The answer is yes. In a book you have more room to explore a topic. Even then an editor may ask you to cut words that don’t serve the topic well, are repetitive or just wrong in the context.
Space and time
Keep in mind that editors read a lot of submissions and that the words you write must fit into an allotted space in a magazine or newspaper. Space costs money in a magazine or paper. There’s only so much room.
If it’s a paper for college or university, the instructor could be up until midnight every night trying to get the marking done on all those wordy papers.
Then there’s clarity as well. The editor or instructor need to know that you can write clearly about a topic, get to the point, and come up with a solution.
Ways to cut words
Having proofread undergraduate and Master’s papers, edited books, articles and newsletters, and experienced with my own writing, I’ve learned some strategies to cut words in any article or paper, without losing meaning—aside from a topic that’s too broad, which is a different matter entirely.
Here are three ways you can work on cutting words.

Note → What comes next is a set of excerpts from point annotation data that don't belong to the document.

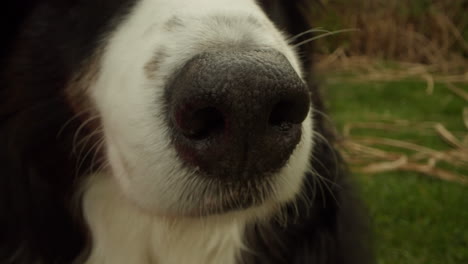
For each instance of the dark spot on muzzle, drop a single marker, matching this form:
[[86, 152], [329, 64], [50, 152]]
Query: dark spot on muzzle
[[237, 114]]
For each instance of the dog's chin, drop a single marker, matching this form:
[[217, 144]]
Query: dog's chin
[[205, 198]]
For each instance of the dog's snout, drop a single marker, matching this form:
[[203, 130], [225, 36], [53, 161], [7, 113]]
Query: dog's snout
[[237, 114]]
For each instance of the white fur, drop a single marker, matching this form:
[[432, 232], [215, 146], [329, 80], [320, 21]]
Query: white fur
[[123, 233], [137, 210]]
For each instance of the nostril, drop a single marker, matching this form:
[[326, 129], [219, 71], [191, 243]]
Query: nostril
[[286, 113], [202, 123]]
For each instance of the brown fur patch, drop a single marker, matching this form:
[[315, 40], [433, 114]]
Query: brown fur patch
[[173, 23], [152, 67]]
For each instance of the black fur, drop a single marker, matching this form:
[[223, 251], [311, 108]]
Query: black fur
[[46, 41]]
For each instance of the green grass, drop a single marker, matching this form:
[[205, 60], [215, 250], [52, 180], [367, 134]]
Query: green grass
[[417, 219]]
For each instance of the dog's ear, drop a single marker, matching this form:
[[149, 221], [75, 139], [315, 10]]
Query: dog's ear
[[35, 187], [12, 15]]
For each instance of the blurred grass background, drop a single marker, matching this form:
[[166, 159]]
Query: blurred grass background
[[397, 93]]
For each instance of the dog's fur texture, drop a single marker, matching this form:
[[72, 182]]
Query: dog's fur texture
[[75, 79]]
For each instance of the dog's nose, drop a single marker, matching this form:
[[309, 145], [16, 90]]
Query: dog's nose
[[237, 114]]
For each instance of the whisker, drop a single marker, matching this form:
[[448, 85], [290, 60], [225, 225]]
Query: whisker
[[323, 35], [312, 30]]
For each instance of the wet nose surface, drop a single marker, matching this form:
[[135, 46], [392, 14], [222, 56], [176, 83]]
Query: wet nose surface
[[237, 114]]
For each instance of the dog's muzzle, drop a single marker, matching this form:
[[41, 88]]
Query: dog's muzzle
[[236, 114]]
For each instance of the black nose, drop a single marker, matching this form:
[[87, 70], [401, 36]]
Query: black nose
[[237, 114]]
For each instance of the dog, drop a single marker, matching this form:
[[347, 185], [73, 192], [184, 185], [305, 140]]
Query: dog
[[157, 132]]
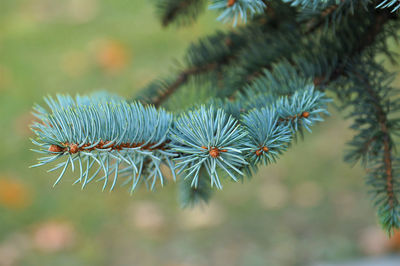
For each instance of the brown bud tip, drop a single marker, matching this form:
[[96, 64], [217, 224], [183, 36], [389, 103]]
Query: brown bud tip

1. Repetition: Perhaps you have been struggling with the best way of expressing a thought and say it twice. That’s when it’s helpful to get someone else to look over your article— a fellow writer or critique partner or, in the case of a school paper, someone outside your student group.
2. Wordiness: Consider this sentence: “In terms of the logistics for the environmental project, we can diminish the cost by the end of the day, so that our long-term goals of efficiency are met while still ultimately providing our clients with a positive customer experience.” What a mouthful! Which words can be cut? In terms of and by the end of the day as well as the adverb ultimately add to the sentence without helping. The word diminish can be changed to cut. Try: “Concerning logistics of the environmental project, we can cut costs and still provide a positive customer experience.” Recasting the whole sentence is sometimes the best option and would be even better in this example than fixing the sentence.
3. Choose the right words: Finding the right nouns and verbs mean that the meaning will be more precise. Instead of walked slowly, how about strolled or ambled? Instead of I fell to the floor in shock, would I fainted work? It depends on the meaning you are trying to convey. A thesaurus is a great tool for choosing the right words.
Remember, besides word count, it’s all about your audience and how they understand your message. Will your readers stay with you to the end, or will you turn them off?